Avec déjà 21 jours de précipitations sur 26, ce mois de février est très pluvieux, mais les cumuls ne sont pas particulièrement importants, estime Météo France NC. La cause des inondations de ces derniers jours s’explique par la saturation des sols en eau.
Février 2026 aura été très pluvieux, puisque nous étions déjà hier à 21 jours de pluie sur 26, contre 14 en moyenne pour ce mois considéré comme le plus chaud de l’année. En cause, « une succession de temps perturbés avec des minimums dépressionnaires et des lignes de convergence », explique Thomas Abinun, climatologue à Météo France NC. « On a eu deux périodes très arrosées : entre le 14 et le 18, et depuis le 22, sachant qu’en amont et entre ces deux périodes il y a aussi eu des pluies régulières ». Les cumuls ne sont pas du tout exceptionnels, avec 340 millimètres en moyenne pour une normale de 230, soit « + 50% seulement ».
« L’ensemble du pays concerné par des précipitations en continu »
Les phénomènes d’inondations et de routes coupées sont dûs à des sols gorgés d’eau. « L’ensemble du pays a été concerné par des pluies en continu. C’est cela qui fait déborder les cours d’eau. Les mêmes précipitations tombant sur des sols asséchés seraient absorbées. Pour cette même raison, la population a un sentiment que ces pluies sont particulièrement importantes, pourtant ce n’est pas le cas », précise Thomas Abinun.
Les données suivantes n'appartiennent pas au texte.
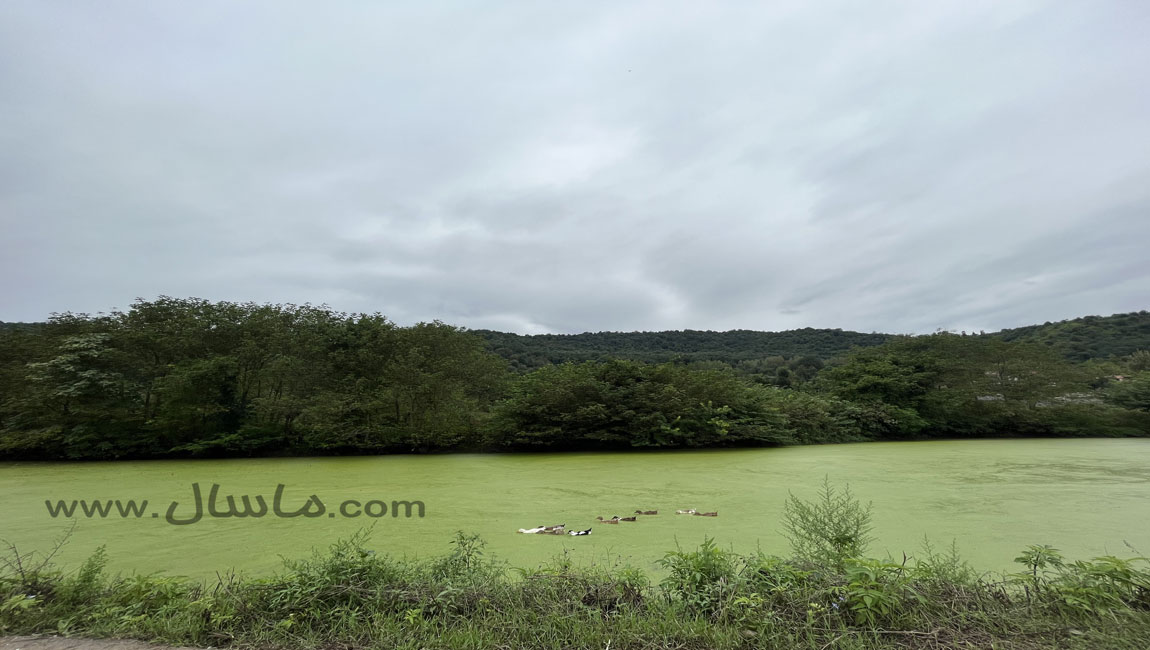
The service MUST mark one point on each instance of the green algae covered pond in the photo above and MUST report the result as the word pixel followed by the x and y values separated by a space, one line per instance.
pixel 1086 497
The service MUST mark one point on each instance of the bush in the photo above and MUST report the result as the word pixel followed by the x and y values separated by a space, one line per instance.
pixel 830 529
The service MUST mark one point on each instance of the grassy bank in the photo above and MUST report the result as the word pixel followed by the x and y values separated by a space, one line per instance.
pixel 827 595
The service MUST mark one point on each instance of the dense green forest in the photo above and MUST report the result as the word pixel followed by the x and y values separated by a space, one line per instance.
pixel 735 346
pixel 1079 339
pixel 1089 337
pixel 184 377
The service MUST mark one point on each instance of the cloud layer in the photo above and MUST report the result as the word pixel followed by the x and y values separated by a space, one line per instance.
pixel 880 166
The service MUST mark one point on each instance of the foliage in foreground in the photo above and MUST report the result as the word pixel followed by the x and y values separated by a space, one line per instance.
pixel 353 597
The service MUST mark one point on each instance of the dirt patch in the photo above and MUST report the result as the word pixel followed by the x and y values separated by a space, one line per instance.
pixel 64 643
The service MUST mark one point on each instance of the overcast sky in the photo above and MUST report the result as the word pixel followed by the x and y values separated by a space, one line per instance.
pixel 581 166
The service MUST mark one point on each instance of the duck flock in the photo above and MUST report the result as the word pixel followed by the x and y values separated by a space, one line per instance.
pixel 561 529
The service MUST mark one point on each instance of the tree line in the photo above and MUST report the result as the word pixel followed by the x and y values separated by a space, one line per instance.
pixel 188 377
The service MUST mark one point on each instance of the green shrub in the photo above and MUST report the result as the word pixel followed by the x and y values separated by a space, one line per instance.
pixel 830 529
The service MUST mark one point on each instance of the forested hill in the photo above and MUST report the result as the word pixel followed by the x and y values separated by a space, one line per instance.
pixel 534 351
pixel 1088 337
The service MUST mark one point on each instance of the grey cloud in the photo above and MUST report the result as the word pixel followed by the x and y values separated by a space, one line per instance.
pixel 895 167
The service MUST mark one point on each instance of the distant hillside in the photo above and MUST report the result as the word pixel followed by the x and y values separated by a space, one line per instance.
pixel 524 351
pixel 1089 337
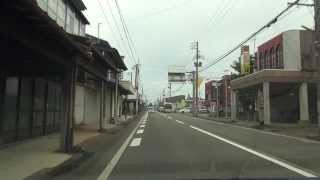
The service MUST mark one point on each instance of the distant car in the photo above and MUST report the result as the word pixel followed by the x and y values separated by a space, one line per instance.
pixel 203 110
pixel 150 109
pixel 185 110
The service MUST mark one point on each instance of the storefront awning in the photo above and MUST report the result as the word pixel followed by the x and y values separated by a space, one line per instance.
pixel 126 88
pixel 275 76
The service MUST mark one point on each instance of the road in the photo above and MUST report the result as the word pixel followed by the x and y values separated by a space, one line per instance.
pixel 176 146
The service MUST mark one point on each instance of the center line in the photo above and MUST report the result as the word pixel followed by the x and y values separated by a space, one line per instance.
pixel 109 168
pixel 135 142
pixel 263 156
pixel 140 131
pixel 180 122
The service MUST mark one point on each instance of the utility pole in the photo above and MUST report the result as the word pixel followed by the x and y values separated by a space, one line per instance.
pixel 317 52
pixel 193 93
pixel 197 78
pixel 99 31
pixel 197 64
pixel 316 60
pixel 169 89
pixel 137 87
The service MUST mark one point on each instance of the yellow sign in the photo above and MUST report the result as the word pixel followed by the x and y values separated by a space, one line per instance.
pixel 200 81
pixel 245 60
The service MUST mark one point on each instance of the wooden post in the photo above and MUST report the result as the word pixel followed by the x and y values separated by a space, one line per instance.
pixel 66 142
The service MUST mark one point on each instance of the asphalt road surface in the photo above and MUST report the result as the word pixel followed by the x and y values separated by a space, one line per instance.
pixel 176 146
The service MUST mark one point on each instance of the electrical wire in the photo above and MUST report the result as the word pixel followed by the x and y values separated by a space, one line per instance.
pixel 164 10
pixel 118 29
pixel 127 33
pixel 273 21
pixel 108 22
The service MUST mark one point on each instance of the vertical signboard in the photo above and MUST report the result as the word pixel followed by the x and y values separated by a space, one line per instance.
pixel 245 60
pixel 177 74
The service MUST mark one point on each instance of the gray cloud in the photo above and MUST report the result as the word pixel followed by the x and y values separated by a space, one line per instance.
pixel 163 30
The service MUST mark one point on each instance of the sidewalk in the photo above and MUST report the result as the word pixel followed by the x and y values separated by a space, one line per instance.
pixel 22 159
pixel 308 131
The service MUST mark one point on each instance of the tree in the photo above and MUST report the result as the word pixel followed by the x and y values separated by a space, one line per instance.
pixel 236 66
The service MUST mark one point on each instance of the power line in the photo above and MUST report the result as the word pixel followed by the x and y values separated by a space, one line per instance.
pixel 126 32
pixel 108 22
pixel 118 29
pixel 273 21
pixel 164 10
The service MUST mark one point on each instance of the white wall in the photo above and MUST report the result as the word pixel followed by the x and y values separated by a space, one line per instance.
pixel 291 50
pixel 79 105
pixel 92 108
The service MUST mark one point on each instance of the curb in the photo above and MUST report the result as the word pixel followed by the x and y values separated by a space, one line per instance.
pixel 73 162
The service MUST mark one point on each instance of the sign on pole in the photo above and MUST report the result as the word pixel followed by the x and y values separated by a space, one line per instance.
pixel 177 74
pixel 245 60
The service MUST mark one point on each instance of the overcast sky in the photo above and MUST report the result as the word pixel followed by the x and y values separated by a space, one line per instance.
pixel 162 31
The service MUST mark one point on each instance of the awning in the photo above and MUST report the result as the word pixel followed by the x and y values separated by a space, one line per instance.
pixel 275 76
pixel 23 19
pixel 126 88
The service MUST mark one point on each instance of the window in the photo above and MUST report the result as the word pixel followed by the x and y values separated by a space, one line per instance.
pixel 260 62
pixel 272 59
pixel 52 9
pixel 76 26
pixel 70 20
pixel 277 57
pixel 82 30
pixel 61 13
pixel 10 108
pixel 281 65
pixel 43 4
pixel 26 108
pixel 265 59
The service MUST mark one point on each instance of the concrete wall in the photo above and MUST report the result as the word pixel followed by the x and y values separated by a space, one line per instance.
pixel 92 106
pixel 291 50
pixel 87 106
pixel 307 60
pixel 285 108
pixel 79 105
pixel 108 101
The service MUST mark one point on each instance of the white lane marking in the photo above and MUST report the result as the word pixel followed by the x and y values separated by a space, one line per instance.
pixel 276 161
pixel 107 171
pixel 135 142
pixel 180 122
pixel 261 131
pixel 140 131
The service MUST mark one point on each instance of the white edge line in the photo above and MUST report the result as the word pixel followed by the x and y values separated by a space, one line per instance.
pixel 263 132
pixel 180 122
pixel 278 162
pixel 108 170
pixel 135 142
pixel 140 131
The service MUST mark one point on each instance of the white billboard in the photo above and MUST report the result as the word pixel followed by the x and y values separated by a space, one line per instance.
pixel 177 74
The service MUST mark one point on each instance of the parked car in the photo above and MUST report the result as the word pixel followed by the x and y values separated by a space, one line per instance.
pixel 185 110
pixel 203 110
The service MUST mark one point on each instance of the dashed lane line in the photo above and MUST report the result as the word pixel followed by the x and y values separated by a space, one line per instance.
pixel 140 131
pixel 180 122
pixel 135 142
pixel 108 170
pixel 261 155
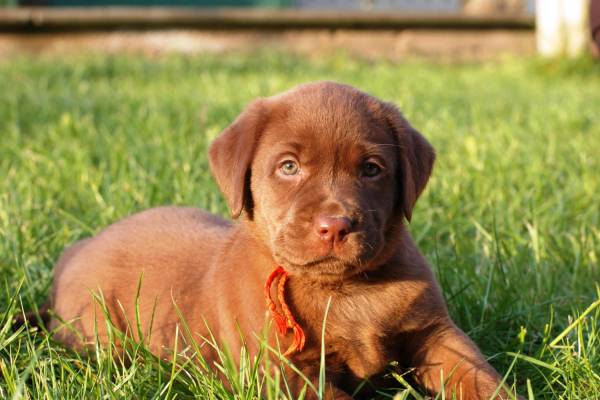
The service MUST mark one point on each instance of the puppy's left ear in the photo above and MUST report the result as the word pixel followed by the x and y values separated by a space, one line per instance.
pixel 416 158
pixel 231 154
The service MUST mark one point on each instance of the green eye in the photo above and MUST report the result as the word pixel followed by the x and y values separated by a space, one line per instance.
pixel 289 167
pixel 371 169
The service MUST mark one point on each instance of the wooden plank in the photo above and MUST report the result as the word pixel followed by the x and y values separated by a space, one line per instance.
pixel 39 19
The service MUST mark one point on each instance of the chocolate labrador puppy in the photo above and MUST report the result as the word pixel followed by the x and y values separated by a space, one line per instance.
pixel 321 179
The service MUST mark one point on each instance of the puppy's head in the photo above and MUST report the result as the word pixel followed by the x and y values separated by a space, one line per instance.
pixel 324 174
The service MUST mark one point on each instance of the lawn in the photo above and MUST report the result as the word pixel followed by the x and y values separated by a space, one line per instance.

L’autre raison pour laquelle les cumuls restent relativement faibles malgré la fréquence du mauvais temps, c’est l’absence, jusqu’ici, de dépression ou de cyclone, « qui font immédiatement gonfler les valeurs ». Le seul record est détenu par Maré : la station de Tadine a enregistré « le plus fort cumul depuis 1952, avec 500 millimètres de pluie depuis le début du mois ».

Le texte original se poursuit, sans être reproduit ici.